Her fingers flexed around the newspaper she held as she let her father’s words drift through her mind from all those years ago. She could still hear him clearly—his demands, and her promise to follow through, no matter what.
She didn’t need to look at the newspaper again—once as she passed it by where it sat forgotten on a back pew had been enough. The picture of a very happy man, and his five sons had been more than enough to burn the image into her brain. She wouldn’t soon forget Gian Guzzi’s smiling face, and his boys surrounding him.
Oh, and the woman.
In her wedding dress.
No, she certainly didn’t need to see the article about the wedding again, but she still lifted it to look at the picture once more. Gian stood in the middle, his arm around the groom on his left, and the bride on his right. He had two sets of twins, apparently. The groom had an identical twin, and two of the three men on the right were also identical. According to the article, Beni Guzzi was the third Guzzi son to settle down in the past couple of years.
Not that it mattered.
They were happy.
They had everything.
Vanna had nothing.
This—her life—was not theirs.
This wasn’t happiness.
She blamed them.
The vendetta that she had left to linger in the back of her mind, simmering but never boiling over as she focused on her grief and growing up, was now forefront and sharp in clarity. It’d been years since the Guzzi name even passed the lips of someone from the Detti clan. They had little to no interest in causing problems for the Guzzi mafia, and Vanna understood why when their organization was doing just fine on its own.
That changed nothing.
A vendetta was a vendetta.
Even if it was one woman’s vendetta.
It would mean going against the people who cared for her after the death of her father ... it meant becoming what some people believed she would be. A traitor to the clan, just like her grandfather, and father before her.
That was fine.
The vendetta was on.
• • •
Vanna’s thoughts drifted to the newspaper burning a hole in her purse that she’d placed at her feet after getting in the passenger seat of Mario’s car. He chatted on as he navigated the mid-city streets, returning her to the penthouse she had bought shortly after she turned eighteen and had finally been given access to the trust fund left to her by her father.
It wasn’t a lot of money, but it was enough for her to live comfortably. To buy a Toronto penthouse, pay for her education when she finally settled on the fact she did want to be a chef, and she had a nice savings to dip into when she needed it.
The money also allowed her a sense of freedom because once it was in her hands, she no longer had to depend on Mario, or his family for anything. Not like she had for a couple of years after her father’s death, anyway. She didn’t have to ask them for anything, and while she was still considered a Camorra woman, and part of the clan, she came and went with little pushback from the boss, Mario’s father.
Thankfully.
“Are you even listening to me?” Mario asked.

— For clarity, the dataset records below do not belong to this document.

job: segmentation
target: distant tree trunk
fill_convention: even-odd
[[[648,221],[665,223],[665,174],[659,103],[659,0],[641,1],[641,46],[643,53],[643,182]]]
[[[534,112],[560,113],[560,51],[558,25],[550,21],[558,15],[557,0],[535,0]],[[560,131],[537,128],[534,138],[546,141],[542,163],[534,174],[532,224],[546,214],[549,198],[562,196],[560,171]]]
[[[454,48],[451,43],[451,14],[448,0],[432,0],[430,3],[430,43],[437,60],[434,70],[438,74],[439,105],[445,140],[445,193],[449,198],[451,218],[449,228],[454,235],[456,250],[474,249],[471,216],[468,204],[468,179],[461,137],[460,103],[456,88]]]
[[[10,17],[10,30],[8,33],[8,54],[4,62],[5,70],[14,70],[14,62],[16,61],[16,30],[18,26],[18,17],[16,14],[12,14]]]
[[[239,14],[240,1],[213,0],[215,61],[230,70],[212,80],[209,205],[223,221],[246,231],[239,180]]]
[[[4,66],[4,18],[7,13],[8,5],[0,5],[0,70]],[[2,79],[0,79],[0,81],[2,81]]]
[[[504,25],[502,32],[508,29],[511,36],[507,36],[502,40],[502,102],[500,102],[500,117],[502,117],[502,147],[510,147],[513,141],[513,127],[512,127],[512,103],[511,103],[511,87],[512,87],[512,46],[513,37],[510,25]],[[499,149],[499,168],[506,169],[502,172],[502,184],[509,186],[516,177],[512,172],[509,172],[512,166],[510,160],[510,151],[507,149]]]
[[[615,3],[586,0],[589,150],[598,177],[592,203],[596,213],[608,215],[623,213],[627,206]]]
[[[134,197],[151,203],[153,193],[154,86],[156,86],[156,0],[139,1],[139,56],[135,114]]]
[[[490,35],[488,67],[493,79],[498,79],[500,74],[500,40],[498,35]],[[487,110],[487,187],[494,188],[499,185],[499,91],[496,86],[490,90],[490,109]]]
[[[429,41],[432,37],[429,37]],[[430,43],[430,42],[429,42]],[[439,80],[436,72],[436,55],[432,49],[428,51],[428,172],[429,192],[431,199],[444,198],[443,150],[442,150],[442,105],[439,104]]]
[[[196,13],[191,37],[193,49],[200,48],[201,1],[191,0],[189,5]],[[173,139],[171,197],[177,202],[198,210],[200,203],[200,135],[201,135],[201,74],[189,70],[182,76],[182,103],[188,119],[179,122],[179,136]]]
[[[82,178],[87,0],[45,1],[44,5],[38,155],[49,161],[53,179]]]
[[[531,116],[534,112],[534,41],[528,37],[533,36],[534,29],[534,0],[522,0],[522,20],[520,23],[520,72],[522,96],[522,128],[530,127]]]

She glanced over at him, saying, “Yes.”
But not really.
Her mind was on that fucking newspaper, and the picture on the front. She considered the men and things her father told her, and what she might be able to do with the information. She had to plan, didn’t she? Surely, she couldn’t just waltz into the Guzzis’ life, and tear it down piece by fucking piece. She would need time to work out exactly how she was going to ruin them ... the same way they had ruined her.
Why should she care what Mario was saying?
“Anyway, about next week,” Mario said, pulling a sharp left to turn into the underground garage of her building, “are you good for it, or what?”
“Depends.”
“On?”
“What you need me to do.”
Mario rolled his eyes. “See, you weren’t listening.”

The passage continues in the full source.